Cecilie and her husband were members of the Nazi Party and Sophie, her younger sister, married the director of the Air Force Ministry of the Third Reich. A third sister, Margarita, was married to a German army commander – who in 1944, however, changed positions, even participating in a failed plot against Hitler.
Shortly before becoming engaged to Elizabeth, Philip renounced the title of Prince of Greece and Denmark and applied for British naturalization. In 1972, some 25 years later, it was discovered that an 18th century law already guaranteed him UK citizenship, due to his ties to Queen Victoria.

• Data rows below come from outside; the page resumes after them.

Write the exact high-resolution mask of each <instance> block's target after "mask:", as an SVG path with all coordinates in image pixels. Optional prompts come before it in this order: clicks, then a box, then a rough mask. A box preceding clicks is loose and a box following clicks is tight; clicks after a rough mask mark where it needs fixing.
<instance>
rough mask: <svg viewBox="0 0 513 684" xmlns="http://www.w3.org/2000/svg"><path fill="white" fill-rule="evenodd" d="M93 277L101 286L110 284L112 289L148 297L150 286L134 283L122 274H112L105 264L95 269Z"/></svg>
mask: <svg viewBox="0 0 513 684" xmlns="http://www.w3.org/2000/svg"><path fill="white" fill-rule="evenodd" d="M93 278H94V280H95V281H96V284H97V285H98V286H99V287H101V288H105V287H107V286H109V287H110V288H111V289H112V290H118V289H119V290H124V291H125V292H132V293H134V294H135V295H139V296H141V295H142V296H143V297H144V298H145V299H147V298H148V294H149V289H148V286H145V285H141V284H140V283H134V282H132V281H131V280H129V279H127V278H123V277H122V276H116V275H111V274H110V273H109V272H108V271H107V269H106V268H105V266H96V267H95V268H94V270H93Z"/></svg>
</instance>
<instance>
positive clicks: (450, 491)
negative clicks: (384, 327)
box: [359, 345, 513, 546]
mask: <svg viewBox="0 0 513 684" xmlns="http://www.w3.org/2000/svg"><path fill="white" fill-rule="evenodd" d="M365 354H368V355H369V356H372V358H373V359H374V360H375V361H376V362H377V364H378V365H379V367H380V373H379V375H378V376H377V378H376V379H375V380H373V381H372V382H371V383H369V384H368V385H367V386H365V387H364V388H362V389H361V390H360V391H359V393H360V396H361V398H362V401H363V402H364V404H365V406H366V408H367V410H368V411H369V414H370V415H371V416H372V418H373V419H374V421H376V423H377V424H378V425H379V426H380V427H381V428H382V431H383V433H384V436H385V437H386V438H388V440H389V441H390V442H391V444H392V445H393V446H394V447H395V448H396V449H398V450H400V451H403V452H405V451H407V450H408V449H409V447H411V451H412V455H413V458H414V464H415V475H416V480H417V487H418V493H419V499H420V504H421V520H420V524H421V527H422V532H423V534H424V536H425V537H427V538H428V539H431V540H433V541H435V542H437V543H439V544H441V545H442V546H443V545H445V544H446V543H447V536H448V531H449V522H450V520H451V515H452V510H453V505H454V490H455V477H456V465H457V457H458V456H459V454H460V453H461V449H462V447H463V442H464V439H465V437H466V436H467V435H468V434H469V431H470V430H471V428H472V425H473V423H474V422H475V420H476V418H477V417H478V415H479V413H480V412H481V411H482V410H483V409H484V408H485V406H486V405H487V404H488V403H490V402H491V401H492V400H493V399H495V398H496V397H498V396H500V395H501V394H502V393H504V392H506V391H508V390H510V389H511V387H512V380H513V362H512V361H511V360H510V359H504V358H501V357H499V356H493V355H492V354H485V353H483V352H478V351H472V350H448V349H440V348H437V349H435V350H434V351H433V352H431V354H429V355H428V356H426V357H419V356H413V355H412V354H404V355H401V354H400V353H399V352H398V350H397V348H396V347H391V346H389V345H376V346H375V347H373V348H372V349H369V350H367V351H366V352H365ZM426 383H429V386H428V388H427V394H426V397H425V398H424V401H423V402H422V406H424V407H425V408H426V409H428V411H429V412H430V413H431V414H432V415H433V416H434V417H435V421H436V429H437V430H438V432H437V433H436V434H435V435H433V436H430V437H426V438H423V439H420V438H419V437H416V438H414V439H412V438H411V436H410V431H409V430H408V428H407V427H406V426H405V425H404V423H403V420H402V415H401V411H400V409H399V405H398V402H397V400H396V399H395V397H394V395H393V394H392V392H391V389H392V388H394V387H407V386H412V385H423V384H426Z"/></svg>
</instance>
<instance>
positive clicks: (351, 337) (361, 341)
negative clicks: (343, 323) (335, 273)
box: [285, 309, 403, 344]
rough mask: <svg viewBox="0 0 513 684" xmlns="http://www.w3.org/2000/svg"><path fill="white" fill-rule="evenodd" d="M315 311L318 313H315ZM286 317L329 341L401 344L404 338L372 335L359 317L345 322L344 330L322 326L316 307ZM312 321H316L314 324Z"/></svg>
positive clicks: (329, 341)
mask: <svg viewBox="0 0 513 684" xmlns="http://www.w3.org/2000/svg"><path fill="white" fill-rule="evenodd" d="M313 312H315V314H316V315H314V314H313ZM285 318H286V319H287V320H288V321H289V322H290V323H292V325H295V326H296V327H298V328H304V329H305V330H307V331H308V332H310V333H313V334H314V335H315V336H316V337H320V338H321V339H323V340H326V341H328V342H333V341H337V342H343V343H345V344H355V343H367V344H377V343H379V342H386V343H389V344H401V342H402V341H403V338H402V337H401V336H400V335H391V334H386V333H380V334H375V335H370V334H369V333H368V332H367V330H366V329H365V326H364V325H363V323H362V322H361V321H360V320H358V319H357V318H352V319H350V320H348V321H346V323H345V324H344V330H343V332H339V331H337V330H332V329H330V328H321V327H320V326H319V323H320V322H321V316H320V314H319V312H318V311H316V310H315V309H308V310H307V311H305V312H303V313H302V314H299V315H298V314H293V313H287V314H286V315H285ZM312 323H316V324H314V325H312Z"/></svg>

Due to ties to the Hitler regime, Philip’s sisters did not attend Elizabeth’s wedding in 1947. Only her mother was present. At that time, already recovering from mental crises, she had started living in a Greek Orthodox convent in Athens, where she founded an order of nurses formed by nuns. During World War II, he protected several Jewish families – at the same time, his daughters married Nazi officers.
With the end of the monarchy in Greece in 1967, she was invited by her son to live at Buckingham Palace, where she died two years later.